Rona Pondick — Dessins et sculptures
Dessins et sculptures
Past: July 4 → 28, 2012
Since her work first came to prominence in the late 1980’s, Pondick has worked with fragments that invoke the body, including shoes, baby bottles, and teeth, to make wholes that are psychologically provocative and highly suggestive.
In the late 1990’s Pondick made her first hybrid sculptures marrying her own bodily fragments with animals or trees. This exhibition includes sculptures where Pondick integrates her own head and hands with tree forms using hand modeling, computer technology, and ancient casting techniques. Fluidly integrating the hand modeling with a wide range of cutting edge technologies, Pondick makes pieces that are so highly articulated they are technical tours de force. She sees technology as providing tools for her exploration in pursuit of the imagistic, the metaphoric and the psychologically suggestive.
As in Bernini’s Apollo and Daphne, Pondick makes a relationship between the human figure and tree forms, evoking bodily feeling and psychological content that shows up in historical mythological subjects. Ginko’s cluster of hands with their palms face up make gestures of receiving, wanting, and yearning that seem to emerge from the branches of the tree. Head in Tree makes powerful relationships between its “umbilical” roots, spine-like trunk, branches, and deeply concentrating head.

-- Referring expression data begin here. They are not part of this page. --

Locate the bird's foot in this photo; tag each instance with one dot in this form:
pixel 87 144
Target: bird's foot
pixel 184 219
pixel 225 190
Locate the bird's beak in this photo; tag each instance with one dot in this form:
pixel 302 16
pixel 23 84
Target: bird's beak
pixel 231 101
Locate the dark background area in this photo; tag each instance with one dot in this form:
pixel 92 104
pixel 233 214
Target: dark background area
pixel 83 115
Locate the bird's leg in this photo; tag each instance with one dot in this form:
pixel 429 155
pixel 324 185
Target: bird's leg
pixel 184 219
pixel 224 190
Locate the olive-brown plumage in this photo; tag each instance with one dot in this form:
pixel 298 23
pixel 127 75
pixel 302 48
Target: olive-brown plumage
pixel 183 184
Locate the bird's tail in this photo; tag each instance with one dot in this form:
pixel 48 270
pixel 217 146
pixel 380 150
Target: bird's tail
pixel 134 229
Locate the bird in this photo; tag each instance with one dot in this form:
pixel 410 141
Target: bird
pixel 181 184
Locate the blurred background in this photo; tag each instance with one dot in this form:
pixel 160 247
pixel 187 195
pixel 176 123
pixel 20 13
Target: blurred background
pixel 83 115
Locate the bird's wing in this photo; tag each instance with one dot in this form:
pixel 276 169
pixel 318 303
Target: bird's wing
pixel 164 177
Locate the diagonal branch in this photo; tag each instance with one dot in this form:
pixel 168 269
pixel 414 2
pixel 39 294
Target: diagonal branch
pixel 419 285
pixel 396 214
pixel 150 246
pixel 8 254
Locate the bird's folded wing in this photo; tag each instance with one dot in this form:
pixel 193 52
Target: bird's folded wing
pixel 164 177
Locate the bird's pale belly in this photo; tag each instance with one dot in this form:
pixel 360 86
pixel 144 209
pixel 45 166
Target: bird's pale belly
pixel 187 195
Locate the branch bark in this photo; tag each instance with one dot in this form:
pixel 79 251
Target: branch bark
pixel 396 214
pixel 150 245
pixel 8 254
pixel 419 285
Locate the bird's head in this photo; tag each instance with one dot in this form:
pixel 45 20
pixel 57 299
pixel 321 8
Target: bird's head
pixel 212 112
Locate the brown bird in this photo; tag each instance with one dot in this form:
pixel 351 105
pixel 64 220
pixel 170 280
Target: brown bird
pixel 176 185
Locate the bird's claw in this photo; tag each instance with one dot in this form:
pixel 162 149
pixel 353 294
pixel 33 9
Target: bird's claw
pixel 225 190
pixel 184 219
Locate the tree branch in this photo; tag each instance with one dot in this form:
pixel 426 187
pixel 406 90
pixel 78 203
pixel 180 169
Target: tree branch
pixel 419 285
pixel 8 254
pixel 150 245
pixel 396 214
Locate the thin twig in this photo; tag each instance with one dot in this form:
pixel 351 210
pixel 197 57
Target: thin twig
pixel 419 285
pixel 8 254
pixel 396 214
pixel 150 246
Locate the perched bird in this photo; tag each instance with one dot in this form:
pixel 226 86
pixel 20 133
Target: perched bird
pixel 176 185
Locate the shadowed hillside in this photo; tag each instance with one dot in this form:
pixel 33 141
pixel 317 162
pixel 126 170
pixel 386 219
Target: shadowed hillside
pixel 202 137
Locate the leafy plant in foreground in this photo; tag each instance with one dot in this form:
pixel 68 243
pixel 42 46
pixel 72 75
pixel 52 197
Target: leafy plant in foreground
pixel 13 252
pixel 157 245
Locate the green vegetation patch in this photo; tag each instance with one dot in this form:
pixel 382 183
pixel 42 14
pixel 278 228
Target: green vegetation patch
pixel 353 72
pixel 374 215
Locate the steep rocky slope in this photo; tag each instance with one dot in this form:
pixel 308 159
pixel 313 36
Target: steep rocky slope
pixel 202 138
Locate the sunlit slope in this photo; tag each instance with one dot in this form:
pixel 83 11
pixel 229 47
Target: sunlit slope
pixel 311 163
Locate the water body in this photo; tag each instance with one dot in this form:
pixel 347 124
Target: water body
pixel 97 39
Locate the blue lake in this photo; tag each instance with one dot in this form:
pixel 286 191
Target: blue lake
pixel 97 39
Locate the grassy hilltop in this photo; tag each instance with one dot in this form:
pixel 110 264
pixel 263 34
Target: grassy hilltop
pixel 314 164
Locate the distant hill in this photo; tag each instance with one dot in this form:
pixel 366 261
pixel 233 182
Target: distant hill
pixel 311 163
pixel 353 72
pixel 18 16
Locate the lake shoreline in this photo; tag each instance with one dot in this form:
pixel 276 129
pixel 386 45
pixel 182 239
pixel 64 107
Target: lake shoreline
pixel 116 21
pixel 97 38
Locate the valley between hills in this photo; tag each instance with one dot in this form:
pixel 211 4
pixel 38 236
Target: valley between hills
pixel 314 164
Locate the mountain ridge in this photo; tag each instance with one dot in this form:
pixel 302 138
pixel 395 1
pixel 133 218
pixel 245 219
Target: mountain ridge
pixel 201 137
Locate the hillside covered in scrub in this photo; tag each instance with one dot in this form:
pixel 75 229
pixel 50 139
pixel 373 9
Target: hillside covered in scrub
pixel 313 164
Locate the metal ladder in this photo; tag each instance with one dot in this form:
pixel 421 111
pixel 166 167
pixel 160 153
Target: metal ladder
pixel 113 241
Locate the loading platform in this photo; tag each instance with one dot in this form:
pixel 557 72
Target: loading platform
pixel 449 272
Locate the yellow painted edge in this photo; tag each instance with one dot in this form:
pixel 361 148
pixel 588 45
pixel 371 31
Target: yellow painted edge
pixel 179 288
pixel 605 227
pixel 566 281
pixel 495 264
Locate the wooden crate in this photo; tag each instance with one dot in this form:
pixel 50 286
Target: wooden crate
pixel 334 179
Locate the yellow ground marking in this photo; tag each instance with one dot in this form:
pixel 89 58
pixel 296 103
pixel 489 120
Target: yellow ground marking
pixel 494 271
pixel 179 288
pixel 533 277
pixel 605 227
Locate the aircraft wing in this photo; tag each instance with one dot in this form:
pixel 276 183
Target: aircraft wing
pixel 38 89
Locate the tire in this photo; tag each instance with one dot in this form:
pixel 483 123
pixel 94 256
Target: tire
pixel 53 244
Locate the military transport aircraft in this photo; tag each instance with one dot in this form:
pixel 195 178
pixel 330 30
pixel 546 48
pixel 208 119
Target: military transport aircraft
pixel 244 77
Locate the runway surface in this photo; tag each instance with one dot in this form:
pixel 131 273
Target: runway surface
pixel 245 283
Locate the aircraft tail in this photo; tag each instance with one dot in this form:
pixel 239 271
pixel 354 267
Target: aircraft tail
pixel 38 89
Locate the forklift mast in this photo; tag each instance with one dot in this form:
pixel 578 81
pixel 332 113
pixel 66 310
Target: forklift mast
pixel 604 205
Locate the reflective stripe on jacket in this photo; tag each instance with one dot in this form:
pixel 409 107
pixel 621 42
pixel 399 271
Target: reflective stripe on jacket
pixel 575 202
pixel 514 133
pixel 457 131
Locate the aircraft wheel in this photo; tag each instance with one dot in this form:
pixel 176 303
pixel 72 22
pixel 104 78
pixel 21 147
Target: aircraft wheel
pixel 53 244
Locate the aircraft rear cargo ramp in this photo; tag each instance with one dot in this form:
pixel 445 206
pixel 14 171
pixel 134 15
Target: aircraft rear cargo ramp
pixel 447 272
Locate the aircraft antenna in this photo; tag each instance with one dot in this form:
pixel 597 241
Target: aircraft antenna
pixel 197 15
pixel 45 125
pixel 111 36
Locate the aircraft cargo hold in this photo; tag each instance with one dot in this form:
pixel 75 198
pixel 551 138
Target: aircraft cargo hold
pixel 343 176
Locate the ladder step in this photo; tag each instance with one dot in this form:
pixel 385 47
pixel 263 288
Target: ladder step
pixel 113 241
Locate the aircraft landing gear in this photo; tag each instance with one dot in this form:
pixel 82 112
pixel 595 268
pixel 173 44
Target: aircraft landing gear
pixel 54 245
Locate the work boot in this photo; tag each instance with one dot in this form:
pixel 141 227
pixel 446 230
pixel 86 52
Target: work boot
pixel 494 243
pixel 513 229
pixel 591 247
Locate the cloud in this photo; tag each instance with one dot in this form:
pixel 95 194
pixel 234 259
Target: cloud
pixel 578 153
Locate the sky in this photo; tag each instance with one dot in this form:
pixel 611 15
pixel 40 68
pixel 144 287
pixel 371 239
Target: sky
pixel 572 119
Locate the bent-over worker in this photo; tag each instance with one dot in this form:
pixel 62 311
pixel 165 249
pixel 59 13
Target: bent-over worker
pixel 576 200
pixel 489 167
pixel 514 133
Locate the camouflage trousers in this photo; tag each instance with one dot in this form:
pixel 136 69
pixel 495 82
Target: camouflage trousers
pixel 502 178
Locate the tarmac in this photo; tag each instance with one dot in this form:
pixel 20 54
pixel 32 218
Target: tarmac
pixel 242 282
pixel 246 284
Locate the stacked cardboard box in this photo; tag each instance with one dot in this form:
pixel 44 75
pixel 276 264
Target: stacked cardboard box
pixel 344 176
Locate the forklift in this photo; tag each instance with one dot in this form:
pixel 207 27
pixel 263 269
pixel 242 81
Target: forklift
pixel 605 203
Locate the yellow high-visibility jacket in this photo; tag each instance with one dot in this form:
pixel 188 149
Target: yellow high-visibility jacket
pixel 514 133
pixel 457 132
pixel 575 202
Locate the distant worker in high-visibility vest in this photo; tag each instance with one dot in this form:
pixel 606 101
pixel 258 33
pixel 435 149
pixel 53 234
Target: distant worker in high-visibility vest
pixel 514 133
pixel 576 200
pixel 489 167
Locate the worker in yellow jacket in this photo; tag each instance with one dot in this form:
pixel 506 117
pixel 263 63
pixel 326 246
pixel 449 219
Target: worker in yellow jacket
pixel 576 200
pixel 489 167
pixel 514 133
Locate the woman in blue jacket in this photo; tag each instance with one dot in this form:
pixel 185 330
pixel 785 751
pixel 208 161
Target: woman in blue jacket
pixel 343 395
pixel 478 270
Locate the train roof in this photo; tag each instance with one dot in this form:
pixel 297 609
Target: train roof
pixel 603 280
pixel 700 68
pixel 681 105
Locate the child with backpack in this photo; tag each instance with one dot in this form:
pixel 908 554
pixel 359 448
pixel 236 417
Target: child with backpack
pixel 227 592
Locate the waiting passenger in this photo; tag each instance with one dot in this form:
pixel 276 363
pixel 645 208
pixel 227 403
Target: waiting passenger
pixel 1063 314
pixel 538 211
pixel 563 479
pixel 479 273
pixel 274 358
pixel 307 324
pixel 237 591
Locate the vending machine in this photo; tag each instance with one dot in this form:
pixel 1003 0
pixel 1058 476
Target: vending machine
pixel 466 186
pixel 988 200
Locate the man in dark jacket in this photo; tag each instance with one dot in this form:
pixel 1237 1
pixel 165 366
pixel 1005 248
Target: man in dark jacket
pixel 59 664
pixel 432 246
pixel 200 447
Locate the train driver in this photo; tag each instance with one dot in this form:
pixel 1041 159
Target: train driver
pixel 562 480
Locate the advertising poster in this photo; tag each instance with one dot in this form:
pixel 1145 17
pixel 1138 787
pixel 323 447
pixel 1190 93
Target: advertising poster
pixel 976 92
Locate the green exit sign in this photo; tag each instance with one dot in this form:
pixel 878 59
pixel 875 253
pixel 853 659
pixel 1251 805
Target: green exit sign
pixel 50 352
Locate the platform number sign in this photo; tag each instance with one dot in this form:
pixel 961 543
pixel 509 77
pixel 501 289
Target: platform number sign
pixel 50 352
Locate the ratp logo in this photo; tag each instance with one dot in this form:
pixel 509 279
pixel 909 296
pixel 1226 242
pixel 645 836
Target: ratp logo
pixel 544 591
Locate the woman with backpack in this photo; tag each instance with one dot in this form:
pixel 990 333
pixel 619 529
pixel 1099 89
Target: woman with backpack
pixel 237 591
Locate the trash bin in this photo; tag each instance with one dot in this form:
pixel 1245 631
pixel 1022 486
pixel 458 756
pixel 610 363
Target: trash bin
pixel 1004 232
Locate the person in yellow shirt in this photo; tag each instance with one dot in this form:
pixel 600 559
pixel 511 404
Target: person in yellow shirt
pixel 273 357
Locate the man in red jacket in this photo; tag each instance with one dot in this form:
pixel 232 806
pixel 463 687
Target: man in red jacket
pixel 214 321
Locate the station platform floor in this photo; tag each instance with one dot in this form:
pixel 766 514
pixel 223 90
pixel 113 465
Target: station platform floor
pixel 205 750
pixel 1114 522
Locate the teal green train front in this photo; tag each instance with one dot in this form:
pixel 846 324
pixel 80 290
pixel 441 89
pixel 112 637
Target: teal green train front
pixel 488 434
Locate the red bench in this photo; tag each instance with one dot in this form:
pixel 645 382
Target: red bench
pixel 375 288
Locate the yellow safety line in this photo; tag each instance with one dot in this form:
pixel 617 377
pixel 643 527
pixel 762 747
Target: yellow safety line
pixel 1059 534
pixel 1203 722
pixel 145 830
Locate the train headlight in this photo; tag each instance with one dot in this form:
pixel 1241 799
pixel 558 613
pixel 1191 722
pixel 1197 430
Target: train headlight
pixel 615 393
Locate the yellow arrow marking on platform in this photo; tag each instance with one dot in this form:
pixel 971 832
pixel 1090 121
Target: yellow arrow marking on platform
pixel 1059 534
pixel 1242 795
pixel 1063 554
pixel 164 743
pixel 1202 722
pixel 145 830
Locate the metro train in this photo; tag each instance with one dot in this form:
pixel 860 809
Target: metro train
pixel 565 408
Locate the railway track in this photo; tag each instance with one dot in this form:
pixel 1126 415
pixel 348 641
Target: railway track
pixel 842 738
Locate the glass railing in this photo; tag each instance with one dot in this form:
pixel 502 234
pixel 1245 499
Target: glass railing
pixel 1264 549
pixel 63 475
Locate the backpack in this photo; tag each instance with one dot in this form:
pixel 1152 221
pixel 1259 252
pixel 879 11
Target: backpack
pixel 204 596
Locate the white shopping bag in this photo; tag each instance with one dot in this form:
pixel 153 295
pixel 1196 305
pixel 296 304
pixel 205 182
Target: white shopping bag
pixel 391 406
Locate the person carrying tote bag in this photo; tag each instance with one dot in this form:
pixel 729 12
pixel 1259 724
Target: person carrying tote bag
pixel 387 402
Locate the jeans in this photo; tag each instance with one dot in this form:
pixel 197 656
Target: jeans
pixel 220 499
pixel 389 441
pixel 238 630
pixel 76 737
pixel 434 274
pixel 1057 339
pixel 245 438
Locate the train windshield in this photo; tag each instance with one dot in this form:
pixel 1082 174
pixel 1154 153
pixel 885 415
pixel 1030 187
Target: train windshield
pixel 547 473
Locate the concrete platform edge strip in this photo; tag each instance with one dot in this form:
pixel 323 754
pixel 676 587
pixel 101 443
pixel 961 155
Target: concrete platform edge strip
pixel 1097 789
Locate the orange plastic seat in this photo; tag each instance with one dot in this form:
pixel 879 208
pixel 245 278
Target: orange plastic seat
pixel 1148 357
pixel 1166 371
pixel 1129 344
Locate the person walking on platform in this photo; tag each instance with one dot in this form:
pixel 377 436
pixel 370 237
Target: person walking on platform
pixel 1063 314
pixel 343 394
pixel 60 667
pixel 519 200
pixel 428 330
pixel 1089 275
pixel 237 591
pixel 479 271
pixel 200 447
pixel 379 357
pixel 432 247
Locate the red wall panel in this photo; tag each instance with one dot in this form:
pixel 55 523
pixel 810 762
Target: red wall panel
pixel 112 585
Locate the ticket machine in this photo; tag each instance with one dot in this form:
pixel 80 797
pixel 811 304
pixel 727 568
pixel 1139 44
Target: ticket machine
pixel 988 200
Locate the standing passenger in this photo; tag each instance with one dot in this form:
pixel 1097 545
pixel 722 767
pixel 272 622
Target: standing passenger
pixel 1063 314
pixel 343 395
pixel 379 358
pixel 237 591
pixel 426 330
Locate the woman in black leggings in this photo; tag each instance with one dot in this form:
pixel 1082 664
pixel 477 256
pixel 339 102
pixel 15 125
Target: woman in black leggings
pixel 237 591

In Head in Tree, Ginko and Dwarfed Pine, all cast in metal, the transitions between the human and tree forms are so convincing the pieces look as if nature made them.
Bodily feeling is also strongly evoked in Pillow Head, in ways that suggest birth, attachment, tenderness, comfort, and love. Pillow Head, cast in bronze and painted, looks simultaneously soft and as if it is made of porcelain.
Since 1998 Pondick has been working with the same head, originally taken from a life cast but altered for each sculpture. This exhibition includes recent, intimately scaled drawings, where the artist uses her head as a starting point, distorting its form, mutating it to the point where the original, drawn from the life cast has all but disappeared. The drawings are layered in ways that show ghosts of the history of their making.
Born in 1952, the artist lives and works in New York. She studied at Queens College in New York and the Yale University School of Art in New Haven, Connecticut.